Comparative Example 6 Comparative Example 6 was carried out in the same manner as in Example 3, except that the TFMB was reduced from 80 mol to 60 mol and the polysiloxane diamine was increased from 20 to 40 mol to obtain a combination Things (11).

Next, the compositions (1)-(11) obtained in Examples 1-5 and Comparative Examples 1-6 were respectively coated on a glass using a blade coating method to form a coating layer (with a thickness of about 20 µm). Next, bake the coating at 80° C.-220° C. for 30 minutes to 4 hours, so that the coating is cured by cross-linking reaction, and a film layer is obtained respectively. Next, the transmittance, Young's modulus, tensile elongation, and hardness of the obtained film layer were measured, and the flexibility of the film layer was evaluated. The results are shown in Table 1. The measurement method of transmittance is determined according to the method specified in ASTM D1746. Young's modulus is determined according to ASTM D882-12 standard test method. The tensile elongation was measured by a universal tensile machine according to the method specified in ASTM D412. Hardness is measured according to the method specified in ASTM D2240. The flexibility evaluation method is to flatten the film layer, fold it directly in half at 180 degrees, and repeat the above action more than ten times.

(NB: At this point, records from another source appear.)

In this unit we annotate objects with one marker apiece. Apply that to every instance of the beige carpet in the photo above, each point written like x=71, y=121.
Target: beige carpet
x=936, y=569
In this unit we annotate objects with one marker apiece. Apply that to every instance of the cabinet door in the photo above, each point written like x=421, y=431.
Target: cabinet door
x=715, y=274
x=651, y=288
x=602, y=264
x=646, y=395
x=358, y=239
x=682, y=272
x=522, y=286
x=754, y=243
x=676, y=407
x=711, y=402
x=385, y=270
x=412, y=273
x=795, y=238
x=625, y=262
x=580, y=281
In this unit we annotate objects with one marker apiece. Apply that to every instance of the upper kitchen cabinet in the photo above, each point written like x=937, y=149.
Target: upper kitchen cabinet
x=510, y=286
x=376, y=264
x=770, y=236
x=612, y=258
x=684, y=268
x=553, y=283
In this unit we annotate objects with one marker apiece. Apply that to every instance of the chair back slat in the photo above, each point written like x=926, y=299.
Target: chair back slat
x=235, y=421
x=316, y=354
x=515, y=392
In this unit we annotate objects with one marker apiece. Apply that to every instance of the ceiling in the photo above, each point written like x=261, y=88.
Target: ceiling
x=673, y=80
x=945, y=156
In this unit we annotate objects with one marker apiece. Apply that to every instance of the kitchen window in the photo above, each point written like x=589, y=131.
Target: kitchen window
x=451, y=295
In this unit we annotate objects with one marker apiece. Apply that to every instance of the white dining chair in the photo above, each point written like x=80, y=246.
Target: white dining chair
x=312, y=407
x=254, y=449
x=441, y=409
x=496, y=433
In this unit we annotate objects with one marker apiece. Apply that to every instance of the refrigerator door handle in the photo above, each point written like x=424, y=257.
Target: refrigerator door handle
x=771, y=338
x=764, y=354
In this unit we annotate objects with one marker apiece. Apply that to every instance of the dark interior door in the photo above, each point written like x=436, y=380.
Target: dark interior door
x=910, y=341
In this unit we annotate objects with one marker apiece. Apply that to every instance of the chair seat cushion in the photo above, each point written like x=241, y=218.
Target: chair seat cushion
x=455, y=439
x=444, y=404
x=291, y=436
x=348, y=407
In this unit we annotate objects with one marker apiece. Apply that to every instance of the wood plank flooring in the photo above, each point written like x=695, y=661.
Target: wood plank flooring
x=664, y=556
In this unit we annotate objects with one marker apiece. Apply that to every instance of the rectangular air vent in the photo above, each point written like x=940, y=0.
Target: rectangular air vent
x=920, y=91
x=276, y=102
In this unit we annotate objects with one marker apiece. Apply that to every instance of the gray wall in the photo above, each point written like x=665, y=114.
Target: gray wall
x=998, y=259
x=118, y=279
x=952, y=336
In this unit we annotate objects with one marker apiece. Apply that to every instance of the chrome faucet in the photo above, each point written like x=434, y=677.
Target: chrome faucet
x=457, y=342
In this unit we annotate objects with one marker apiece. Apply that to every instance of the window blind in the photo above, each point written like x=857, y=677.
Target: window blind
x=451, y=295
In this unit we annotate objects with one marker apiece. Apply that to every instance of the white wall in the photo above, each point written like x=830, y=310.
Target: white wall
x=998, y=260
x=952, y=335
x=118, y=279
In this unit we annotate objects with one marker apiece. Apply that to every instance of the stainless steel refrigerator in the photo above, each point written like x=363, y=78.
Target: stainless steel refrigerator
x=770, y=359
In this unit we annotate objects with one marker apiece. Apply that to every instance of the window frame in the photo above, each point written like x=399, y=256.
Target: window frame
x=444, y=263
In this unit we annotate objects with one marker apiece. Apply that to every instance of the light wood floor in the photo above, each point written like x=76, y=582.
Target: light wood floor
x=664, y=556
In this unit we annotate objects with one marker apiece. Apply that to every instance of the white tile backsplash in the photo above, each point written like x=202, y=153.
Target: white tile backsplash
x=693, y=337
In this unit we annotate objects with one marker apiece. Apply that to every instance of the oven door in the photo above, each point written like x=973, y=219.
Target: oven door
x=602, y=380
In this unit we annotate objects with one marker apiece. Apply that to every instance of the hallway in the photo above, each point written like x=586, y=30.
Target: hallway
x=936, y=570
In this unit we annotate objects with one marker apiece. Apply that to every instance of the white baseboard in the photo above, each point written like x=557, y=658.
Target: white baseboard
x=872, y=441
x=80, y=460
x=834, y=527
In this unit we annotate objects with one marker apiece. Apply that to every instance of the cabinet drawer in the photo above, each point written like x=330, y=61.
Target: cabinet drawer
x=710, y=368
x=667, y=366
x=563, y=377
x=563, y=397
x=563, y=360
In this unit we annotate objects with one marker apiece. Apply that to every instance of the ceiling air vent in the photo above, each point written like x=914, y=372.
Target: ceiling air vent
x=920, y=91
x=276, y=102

Table 1 Transmittance (%) Young's modulus (Gpa) tensile elongation hardness flexibility Example 1 ~90 2.8 8.3 4B O Example 2 ~90 3.4 9.0 5B O Example 3 ~90 3.8 8.5 4B O Example 4 ~90 4.0 8.2 3B O Example 5 ~90 3.2 7.5 5B O Comparative Example 1 ~90 2.5 5.2 ~6B O Comparative Example 2 ~90 3.6 2.3 4B X Comparative Example 3 Cracks when removed from glass (not flexible) Comparative Example 4 ~90 4.5 2.2 3B X Comparative Example 5 ~90 3.4 10.6 > 6B O Comparative Example 6 ~90 3.0 17.5 ~ 6B O

It can be seen from Table 1 that when the number ratio of the first repeating unit and the second repeating unit (that is, the molar ratio of TFMB and polysiloxanediamine) of the polymer described in the present disclosure ranges from 95:5 to 75: When it is between 25 and 25, the film layer obtained after the cross-linking of the composition containing it (ie the composition described in Examples 1-5) can have high light transmittance, suitable Young's modulus, and suitable tensile elongation. , higher hardness, and flexibility. In addition, when the polymer has only the first repeating unit (ie, no polysiloxanediamine is added) (Comparative Example 2-3), since the obtained polymer does not contain the second repeating unit described in the present disclosure, the combination of The film layer prepared from the material has poor flexibility. In addition, when no cross-linking agent was added (Comparative Example 1), the films prepared from this composition were inferior in Young's modulus and hardness. When excess cross-linking agent is added (Comparative Example 4), the film layers prepared from this composition have poor tensile elongation and flexibility. Furthermore, when the number ratio of the first repeating unit and the second repeating unit (ie, the molar ratio of TFMB and polysiloxanediamine) is less than 75:25, the composition comprising the same (ie, the ratio described in comparisons 1-5) The mechanical strength of the film layer obtained after cross-linking is significantly reduced.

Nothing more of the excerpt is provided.